(559i) Isostress Molecular-Dynamics Analysis of the Structural Response of Cubic Metallic Crystals to Hydrostatic Tension

Djohari, H., University of Massachusetts, Amherst
Maroudas, D., University of Massachusetts, Amherst
Milstein, F., University of California, Santa Barbara

Understanding large-strain mechanical deformation and failure of crystalline solids requires analyses of elastic stability in order to determine the crystal's mechanical strength. At given temperature, the structural response of a crystal to applied mechanical loading according to a certain loading mode becomes unstable beyond a critical stress level. This might lead to fracture of the crystal. Determining the onset of elastic instability and analyzing the structural response of the crystalline solid beyond the instability onset is a topic of major interest in the mechanics of crystalline materials.

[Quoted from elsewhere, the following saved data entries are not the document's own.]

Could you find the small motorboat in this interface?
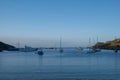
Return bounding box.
[36,50,44,55]
[87,49,96,53]
[59,48,63,53]
[76,47,84,52]
[114,49,118,53]
[93,48,101,52]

In this presentation, we focus on the structural response of face-centered cubic (fcc) crystals subjected to hydrostatic tension. We report results of systematic analyses of the elastic stability of such crystals based on isostress molecular-dynamics (MD) simulations according to the Lagrangian formulation of Parrinello and Rahman. In the simulations, interatomic interactions are expressed by classical force fields that have been fitted to experimental elastic moduli of metals and yield large-strain nonlinear elastic behavior in excellent qualitative agreement with more sophisticated atomistic models and with experiment. We examine in detail geometric, mechanical, energetic, and kinetic characteristics of elastic instabilities that cause failure of the crystal. In addition to the detailed monitoring of atomic-scale dynamics, we use canonical strain fluctuation formulae to compute elastic moduli as functions of temperature and stress; these moduli are used in rigorously derived criteria for the assessment of crystal elastic stability. The simulation results for the structural response of crystals to loading beyond the instability onset are quite general, regardless of the atomic model used to describe interatomic interactions in the metallic crystals under consideration. This is demonstrated by systematically comparing lattice-statics calculations of crystal structural response based on simple descriptions of interatomic interactions in metals using pair potentials with the same calculations using more realistic descriptions according to the embedded-atom method.

Results are presented for the structural response to hydrostatic tension of several model crystals that have an fcc lattice structure at equilibrium. In all cases, it is demonstrated that the observed instabilities are thermally activated and associated with a vanishing or diminishing bulk modulus and that the instability triggers the fracture of the fcc crystal. In addition, the temperature dependence is calculated of the critical stress for the instability onset and of the thermal activation enthalpy barrier that should be overcome for the fracture process to take place beyond the instability onset. Specifically, the critical stress and the activation enthalpy are monotonically decreasing and monotonically increasing functions of temperature, respectively, and the enthalpy barrier vanishes completely as the temperature is lowered to absolute zero. The MD simulation results at low temperature are in excellent agreement with the predictions of the stability criteria according to ?static? elastic stability theory.